The statements by Mr. Islam and several other participants
in the discussion demonstrate how divided British liberal
intellectuals remain over the affair. British writers and
publishers have signed petitions backing Mr. Rushdie's
freedom to write what he wishes, but there have been no
public readings of his works. 'Not a Pacifist Religion'
Several of the participants defended Mr. Rushdie. The writer
Fay Weldon, for example, said, ''Burn the book today, kill
the writer tomorrow.'' She said she was offended by Mr.
Islam's remarks, which she said incited people to violence.
Also on the show was Dr. Kalim Siddiqui, director of the
Muslim Institute in London and one of the organizers of a
nationwide demonstration against ''Satanic Verses'' that is
scheduled for Hyde Park on Saturday. He said: ''I wouldn't
kill him, but I'm sure that there are very many people in
this country prepared at the moment. If they could lay their
hands on Rushdie, he would be dead.
''As a British citizen, I have a duty, if you like, a social
contract with the British state, not to break British law.

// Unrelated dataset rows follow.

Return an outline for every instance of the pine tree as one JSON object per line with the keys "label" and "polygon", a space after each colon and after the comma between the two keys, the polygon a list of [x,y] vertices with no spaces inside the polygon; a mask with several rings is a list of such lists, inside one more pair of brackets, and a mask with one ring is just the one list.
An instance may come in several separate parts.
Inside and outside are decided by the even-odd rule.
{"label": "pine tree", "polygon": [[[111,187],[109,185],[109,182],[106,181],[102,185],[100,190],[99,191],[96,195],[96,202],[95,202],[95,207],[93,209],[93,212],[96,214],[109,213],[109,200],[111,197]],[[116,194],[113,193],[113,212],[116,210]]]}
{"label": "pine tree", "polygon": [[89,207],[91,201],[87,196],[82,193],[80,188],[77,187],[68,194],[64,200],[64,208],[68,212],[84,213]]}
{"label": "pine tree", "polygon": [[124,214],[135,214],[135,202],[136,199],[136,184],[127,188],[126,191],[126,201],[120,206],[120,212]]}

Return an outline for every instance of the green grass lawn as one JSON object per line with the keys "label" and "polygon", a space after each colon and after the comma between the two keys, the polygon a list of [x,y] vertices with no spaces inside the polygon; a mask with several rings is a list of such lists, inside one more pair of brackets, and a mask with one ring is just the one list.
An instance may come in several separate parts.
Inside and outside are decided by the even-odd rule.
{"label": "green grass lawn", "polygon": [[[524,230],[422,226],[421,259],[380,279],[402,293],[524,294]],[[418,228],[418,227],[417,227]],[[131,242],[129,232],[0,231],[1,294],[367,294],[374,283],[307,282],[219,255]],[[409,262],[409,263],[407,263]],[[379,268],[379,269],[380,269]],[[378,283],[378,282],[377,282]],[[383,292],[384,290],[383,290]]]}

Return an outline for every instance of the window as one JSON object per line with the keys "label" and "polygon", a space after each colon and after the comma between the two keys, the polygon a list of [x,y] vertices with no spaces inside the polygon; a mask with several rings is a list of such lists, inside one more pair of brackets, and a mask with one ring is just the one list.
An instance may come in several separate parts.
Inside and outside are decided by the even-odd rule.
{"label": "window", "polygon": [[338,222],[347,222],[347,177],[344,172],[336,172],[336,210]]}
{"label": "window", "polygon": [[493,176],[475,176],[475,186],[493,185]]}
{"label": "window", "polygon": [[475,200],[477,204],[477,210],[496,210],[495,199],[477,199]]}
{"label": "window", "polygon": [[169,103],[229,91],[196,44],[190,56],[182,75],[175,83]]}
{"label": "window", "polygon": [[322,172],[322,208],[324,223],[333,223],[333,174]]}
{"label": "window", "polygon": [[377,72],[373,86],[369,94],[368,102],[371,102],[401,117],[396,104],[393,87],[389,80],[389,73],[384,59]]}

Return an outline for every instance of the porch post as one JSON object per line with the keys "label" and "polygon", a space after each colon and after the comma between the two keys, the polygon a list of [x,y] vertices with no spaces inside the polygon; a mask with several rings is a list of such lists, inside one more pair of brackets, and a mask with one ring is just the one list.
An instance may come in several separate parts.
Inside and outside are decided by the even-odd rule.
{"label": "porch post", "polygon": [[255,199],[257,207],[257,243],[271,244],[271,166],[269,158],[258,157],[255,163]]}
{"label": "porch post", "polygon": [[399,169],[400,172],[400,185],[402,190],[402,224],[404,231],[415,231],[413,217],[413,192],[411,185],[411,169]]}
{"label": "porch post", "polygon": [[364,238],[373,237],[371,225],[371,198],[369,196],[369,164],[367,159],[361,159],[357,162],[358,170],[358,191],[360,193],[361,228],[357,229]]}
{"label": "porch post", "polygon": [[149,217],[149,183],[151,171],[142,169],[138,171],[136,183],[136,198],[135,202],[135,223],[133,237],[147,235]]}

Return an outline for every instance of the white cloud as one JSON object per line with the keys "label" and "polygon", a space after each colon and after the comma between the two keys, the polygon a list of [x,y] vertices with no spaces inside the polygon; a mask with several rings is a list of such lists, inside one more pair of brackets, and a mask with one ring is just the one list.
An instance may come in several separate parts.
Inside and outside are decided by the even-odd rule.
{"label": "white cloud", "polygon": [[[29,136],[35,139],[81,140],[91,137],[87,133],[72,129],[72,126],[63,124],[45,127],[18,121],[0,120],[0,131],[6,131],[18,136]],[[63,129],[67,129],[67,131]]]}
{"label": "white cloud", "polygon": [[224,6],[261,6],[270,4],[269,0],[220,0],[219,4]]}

We are not a pacifist religion. We don't turn the other
cheek. We hit back.''
A British bookseller, Tim Waterstone, chairman of the chain
bearing his name, said that intimidation by opponents of the
book ''at the end of the day probably will work.''
''I don't want to see my staff in peril of their life and
health,'' he said, ''and I don't want to see my customers in
peril.''
And the Bishop of Manchester in the Church of England, the
Rev. Stanley Booth-Clibborn, said the British blasphemy law
is indefensible because it protects only the established
Christian church. Other clerics have suggested that the law
be extended to other faiths so Muslim objectors could stop
offensive books through court order. Government Defenders
In the end, Mr. Rushdie's most stalwart protectors have been
those he often said he most dislikes - Prime Minister
Margaret Thatcher's Government, which has given him police
protection at a secret location since the Ayatollah's death
threat last February. Iran broke diplomatic relations over
the affair, and though Foreign Secretary Sir Geoffrey Howe
expressed distaste for the book, he defended Mr. Rushdie's
right under British law and custom to write it.
Muslims in Britain have been divided by the affair. They
demonstrated against the book in several cities late last
year, but they say British news organizations began paying
attention to their objections only after the book was
publicly burned. Dr. Siddiqui said book-burning was not on
the program for Saturday's demonstration.
He and other Muslims who participated in the 53-minute
courtroom-style program, ''A Satanic Scenario,'' to be
broadcast on Britain's Independent Television Network next
Tuesday night, objected to cuts in the three-hour taping
session, held April 15, that omitted the Muslim
justification for punishment of blasphemy.